Os Heróis e o Método: ler um mapa musical com a lupa de Giuseppe Ielasi
Partindo da pequena conversa que foi possível ter com o músico italiano, Giuseppe Ielasi (ver dados biográficos) e tendo como pano de fundo a tocar o EP Stunt (Schoolmap, 2008) – comecei a interrogar-me de que forma os micro-sons que se ouvem seriam captados, de que forma se constrói uma música que tanto tem pedaços de IDM, como Noise num exercício matemático de resolução de dados minimais.
Surge-me de seguida uma situação imaginária em que alguém pegava num monte de discos de vinil, atirava tudo para o chão e furiosamente pisava até estilhaçar os honrosos objetos. De seguida e num esforço ao acaso, começava a juntar os bocados pretos e colava tudo em rodelas toscas que ao regressarem para a sua cama de agulha iriam despertar sons estranhos, disformes em alguns casos. Será Ielasi a pessoa ideal para assumir o papel nesta história?
Questionei-o se parte desta construção poderia ser feita captando sons ordinários do dia a dia, por exemplo, um som metálico qualquer misturado com passos de pessoas no metro, a crispação da chuva… Para Giuseppe o processo raramente passa por uma busca do acaso. Segundo ele as coisas são feitas de uma forma estratégica, a colocação de microfones é pensada ao detalhe de forma a capturar as propriedades acústicas que estão “escondidas” em determinados objetos. Para ele trata-se de sons que podemos encontrar em qualquer lado mas que normalmente não procuramos por eles.
Quando ouvimos a sua música pensamos logo em ambientes digitais, onde estas são talhadas no computador num processo de copy-paste. Para Giuseppe há aqui um corpo criativo que tem um início nas captações com microfones, pequenos sons via gira-discos ou instrumentos diversos. Eventualmente os achados podem vir a ser limados eletronicamente numa fase final mas normalmente ficam muito próximos da sua captação original.

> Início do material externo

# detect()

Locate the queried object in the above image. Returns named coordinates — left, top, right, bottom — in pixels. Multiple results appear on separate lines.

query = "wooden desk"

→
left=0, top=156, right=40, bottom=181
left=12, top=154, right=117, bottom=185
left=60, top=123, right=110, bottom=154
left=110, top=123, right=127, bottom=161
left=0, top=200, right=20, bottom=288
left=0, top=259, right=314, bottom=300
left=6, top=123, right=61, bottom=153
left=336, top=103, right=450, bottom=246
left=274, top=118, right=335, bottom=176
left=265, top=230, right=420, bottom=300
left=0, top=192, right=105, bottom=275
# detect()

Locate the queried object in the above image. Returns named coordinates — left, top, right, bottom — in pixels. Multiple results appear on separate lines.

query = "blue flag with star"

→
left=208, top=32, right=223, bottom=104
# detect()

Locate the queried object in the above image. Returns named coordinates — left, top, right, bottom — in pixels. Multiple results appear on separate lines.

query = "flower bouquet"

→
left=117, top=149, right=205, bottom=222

O mais frequente é usar equalizadores para os alterar ou isolar a variação de frequências.
Na linha de músicos que se escondem por detrás de entidades como Autechre, Four Tet ou Flying Lotus, Giuseppe mantém-se num ofício também apelidado de electroacústico, mais corpóreo até. Perguntei ainda quais seriam os 10 discos que o moldaram para o músico que é hoje (a resposta sai em formato alfabético)…

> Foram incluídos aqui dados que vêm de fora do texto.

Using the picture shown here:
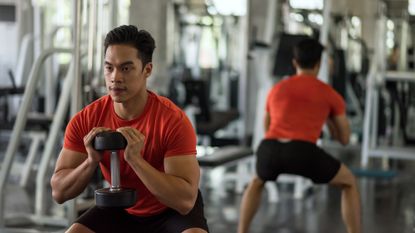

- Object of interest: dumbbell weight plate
[95,188,137,208]
[93,131,127,151]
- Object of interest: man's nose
[111,70,123,83]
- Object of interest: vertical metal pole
[66,0,82,223]
[110,151,120,191]
[87,0,97,102]
[71,0,82,116]
[318,0,331,83]
[398,15,409,71]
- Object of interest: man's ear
[291,59,298,69]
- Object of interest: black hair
[293,38,324,69]
[104,25,156,68]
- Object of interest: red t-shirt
[265,75,346,143]
[64,91,196,216]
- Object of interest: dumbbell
[93,131,137,208]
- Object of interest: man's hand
[84,127,111,163]
[117,127,145,163]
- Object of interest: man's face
[104,44,152,103]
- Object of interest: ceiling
[176,0,412,18]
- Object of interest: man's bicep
[164,155,200,187]
[55,148,87,172]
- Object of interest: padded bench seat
[197,146,253,168]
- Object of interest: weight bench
[197,145,253,197]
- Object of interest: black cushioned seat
[197,146,253,167]
[196,109,239,135]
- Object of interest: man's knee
[182,228,207,233]
[330,164,357,187]
[251,176,265,187]
[65,223,94,233]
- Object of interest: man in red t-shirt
[51,25,208,233]
[238,39,361,233]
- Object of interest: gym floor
[0,143,415,233]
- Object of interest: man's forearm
[51,159,98,204]
[130,159,198,214]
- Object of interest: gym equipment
[93,132,137,208]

Robert Ashley – Automatic Writing (Lovely Music)
John Cage – Two, Five, Seven (HatHut)
Jon Hassell – Dream Theory in Malaya (E.G.)
Infiniti – Skynet (Tresor)
Rolf Julius – Small Music Vol. 1 (Small Music)

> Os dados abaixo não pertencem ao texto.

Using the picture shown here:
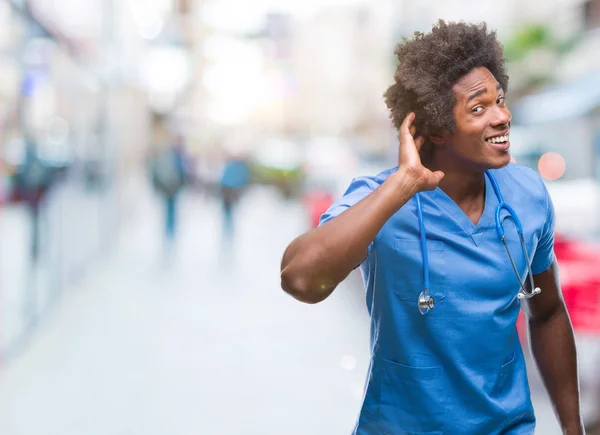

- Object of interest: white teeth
[486,134,508,143]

Theo Parrish – First Floor (Peacefrog)
The Peuls (EMI Musical Atlas)
Eliane Radigue – Chry-ptus (Schoolmap)
Toru Takemitsu – Film Music by…. (7 cd box on Victor, Japan)
David Tudor – Neural Synthesis (Lovely Music)
Prosseguindo a formulação de hipóteses, interroguei o músico italiano acerca das intenções que se escondem nas suas criações. Haverá a clara intenção de “desconstruir” conceitos de forma a despertar novas perceções, como por exemplo, quando se tira um sample de um disco e se coloca o mesmo a andar no sentido inverso ou se altera as variações de um som que se captou… Para Giuseppe a tentativa é exclusivamente a de fazer música. Detesta a ideia de forçar os ouvintes em qualquer sentido. O mesmo diz sobre os concertos, que tenta fazer o seu melhor para criar um ambiente de escuta ideal, mas que este é apenas uma sugestão. A partir daí cada um deverá retirar aquilo que quiser.
Para além da sua música, tem demonstrado também vontade em promover a música que é do seu agrado, exemplo disso foi a editora que criou e manteve durante algum tempo chamada Fringes Recordings. Neste momento participa nas edições de duas editoras: Schoolmap Records (com Francesco Tenaglia) e Senufo Editions (com Jennifer Veillerobe). Na Senufo a intenção é editar músicos que têm pouca exposição (mas há sempre espaço para exceções). São esses músicos que despertam o interesse de Giuseppe Ielasi neste momento e muitas novidades irão surgir durante 2012. A intenção – que brinca como sendo uma estratégia suicida – é editar um ou dois trabalhos todos os meses.
Por esta altura já o EP “Stunt” tinha rodado algumas vezes e a seguir iria girar o disco “August” (12k, 2007) – tempo para deixar a porta aberta com aquilo que virá a seguir… Através da editora Entr’acte surgirá no início deste ano um novo disco a solo assim como um novo disco do projeto Bellows (partilhado com Nicola Ratti).